What accomplishment or project so far in your career are you most proud of?
Helping lead the sale of Omni Plaza, a 415,000 s/f, two-tower office portfolio in the core of downtown Albany, NY. Both buildings were significantly under-occupied, so the assignment wasn’t about selling existing cash flow. It was about helping the market see what the asset could become. We positioned the offering on its value-add and adaptive-reuse upside, delivering a basis well below replacement cost and a buyer planning to convert space into roughly 120 market-rate apartments. It reflects a thesis I believe in: recognizing value others overlook is the heart of this business.
Who has been a mentor or influential figure in your career, and what is the most valuable advice they have shared with you?
Michael Coghill, my managing partner. Having come up when the industry was much different, he sees shifts coming before most firms realize they’ve already missed them. He operates with a rare combination of discipline, integrity, and generosity, and his ability to read both information and people is a genuine superpower I hope to grow into. The most valuable lesson I’ve taken from him: just because something has always been done one way doesn’t make it the best way. That mindset now shapes how I approach every assignment.

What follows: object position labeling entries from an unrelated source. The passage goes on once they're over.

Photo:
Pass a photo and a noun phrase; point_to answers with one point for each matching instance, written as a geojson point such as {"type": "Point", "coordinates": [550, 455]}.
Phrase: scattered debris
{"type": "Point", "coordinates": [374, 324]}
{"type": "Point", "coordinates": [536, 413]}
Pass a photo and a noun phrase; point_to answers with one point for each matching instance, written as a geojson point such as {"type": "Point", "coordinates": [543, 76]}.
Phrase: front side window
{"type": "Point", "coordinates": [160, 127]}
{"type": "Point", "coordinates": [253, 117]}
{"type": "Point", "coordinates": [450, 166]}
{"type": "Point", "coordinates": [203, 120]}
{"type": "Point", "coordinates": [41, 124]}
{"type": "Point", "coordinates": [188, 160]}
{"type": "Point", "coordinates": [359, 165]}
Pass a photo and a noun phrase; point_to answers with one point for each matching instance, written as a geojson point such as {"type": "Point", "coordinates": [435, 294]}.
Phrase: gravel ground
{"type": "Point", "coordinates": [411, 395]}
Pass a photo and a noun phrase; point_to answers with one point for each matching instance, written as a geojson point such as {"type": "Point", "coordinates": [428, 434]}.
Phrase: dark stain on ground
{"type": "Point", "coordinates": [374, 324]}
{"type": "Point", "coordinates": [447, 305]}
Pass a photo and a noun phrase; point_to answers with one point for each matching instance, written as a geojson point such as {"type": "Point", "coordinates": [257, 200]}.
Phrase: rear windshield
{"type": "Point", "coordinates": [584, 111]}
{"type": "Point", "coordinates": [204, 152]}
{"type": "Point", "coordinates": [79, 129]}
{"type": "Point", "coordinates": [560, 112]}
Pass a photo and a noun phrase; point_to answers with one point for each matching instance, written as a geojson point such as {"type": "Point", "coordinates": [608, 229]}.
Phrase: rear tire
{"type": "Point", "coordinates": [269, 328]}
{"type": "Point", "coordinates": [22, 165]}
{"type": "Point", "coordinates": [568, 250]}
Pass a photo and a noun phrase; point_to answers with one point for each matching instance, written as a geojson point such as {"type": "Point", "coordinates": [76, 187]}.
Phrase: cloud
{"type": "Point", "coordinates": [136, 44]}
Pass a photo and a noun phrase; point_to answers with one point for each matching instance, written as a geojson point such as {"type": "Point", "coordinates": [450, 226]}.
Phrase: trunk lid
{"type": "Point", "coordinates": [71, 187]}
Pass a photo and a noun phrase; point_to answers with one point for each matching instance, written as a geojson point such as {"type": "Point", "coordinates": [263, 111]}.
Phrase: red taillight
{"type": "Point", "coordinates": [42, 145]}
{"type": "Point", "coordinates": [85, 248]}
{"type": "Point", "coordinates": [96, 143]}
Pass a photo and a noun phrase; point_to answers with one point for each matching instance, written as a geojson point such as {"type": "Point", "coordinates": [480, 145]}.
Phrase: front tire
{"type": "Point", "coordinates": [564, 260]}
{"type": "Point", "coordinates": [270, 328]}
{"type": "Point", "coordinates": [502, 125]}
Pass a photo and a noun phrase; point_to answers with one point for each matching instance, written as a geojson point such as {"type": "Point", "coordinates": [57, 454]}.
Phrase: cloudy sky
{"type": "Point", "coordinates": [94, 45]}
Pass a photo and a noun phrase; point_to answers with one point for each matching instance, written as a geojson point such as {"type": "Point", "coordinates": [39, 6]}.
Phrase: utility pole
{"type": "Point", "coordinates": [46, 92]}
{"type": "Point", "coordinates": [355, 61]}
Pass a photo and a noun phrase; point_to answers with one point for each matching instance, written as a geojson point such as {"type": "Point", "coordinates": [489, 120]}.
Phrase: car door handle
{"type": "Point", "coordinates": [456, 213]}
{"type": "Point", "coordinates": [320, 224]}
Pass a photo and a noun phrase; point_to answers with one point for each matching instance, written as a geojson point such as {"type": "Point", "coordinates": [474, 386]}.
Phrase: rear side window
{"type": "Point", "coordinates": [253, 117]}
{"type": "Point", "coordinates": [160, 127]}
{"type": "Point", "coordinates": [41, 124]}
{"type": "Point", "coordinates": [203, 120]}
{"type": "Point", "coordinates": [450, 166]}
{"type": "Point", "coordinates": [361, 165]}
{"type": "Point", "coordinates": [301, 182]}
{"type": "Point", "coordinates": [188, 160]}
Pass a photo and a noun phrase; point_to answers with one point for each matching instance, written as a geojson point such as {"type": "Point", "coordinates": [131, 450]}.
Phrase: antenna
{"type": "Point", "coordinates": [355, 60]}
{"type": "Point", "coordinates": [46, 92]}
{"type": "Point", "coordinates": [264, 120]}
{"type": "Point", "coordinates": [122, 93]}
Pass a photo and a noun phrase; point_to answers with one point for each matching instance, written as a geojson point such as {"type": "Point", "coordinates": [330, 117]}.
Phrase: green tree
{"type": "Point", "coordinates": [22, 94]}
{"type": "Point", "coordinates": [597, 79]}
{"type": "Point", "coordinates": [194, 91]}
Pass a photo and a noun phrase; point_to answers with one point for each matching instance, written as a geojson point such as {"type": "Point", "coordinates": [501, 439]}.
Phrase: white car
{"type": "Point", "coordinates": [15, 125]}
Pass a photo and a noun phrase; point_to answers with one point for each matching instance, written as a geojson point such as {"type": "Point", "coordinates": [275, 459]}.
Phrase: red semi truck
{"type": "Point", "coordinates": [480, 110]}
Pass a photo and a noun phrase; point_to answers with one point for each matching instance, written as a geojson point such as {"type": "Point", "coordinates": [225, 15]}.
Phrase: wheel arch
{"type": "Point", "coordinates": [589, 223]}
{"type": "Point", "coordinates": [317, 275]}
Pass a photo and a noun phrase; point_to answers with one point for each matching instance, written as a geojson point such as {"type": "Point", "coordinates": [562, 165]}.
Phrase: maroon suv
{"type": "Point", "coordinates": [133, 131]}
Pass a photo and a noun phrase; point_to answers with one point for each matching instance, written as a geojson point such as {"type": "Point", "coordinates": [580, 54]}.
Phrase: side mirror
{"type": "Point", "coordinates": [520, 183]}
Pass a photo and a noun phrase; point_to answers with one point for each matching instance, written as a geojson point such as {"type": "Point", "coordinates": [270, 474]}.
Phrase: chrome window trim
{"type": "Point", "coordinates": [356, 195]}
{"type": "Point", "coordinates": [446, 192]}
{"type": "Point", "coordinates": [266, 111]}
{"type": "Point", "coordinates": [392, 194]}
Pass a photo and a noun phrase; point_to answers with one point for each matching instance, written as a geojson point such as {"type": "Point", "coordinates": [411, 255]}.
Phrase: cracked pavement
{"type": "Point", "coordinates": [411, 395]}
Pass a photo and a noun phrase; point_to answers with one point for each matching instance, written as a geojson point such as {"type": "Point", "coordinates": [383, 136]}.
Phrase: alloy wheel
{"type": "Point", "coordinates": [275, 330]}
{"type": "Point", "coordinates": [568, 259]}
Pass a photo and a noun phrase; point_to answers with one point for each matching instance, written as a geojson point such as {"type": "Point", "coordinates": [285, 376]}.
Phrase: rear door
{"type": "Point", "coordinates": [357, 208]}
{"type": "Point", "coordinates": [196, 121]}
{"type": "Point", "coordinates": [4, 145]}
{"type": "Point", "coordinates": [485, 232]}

What inspired you to pursue a career in your industry, and what path brought you to your current role?
I left college with degrees in International Trade and Geography, which trained me to see markets and places as one connected system. My first role led pricing strategy and market intelligence at a national logistics firm, where I learned to turn data into decisions. Three years in, I wanted a field where that analytical edge could compound into something bigger. A conversation with my mentor, Michael Coghill, about commercial real estate changed my trajectory. CRE struck me as a giant puzzle: there are no rules in this business, only conventions, and conventions are made to be outperformed.
What trends or opportunities do you see shaping the future of your industry?
I’m betting on a more balanced future for the business. AI will streamline the backend lift of our work, but that’s exactly why the people side becomes the deciding factor. The time we save must be reinvested into long-term, meaningful relationships, which I believe will separate the firms that last from the ones that don’t. I also see scope broadening. For decades, most professionals lived in a single lane. We’re now able to move across asset classes with relative ease, and since each runs its own cycle, the edge goes to those who can track those trends in real time.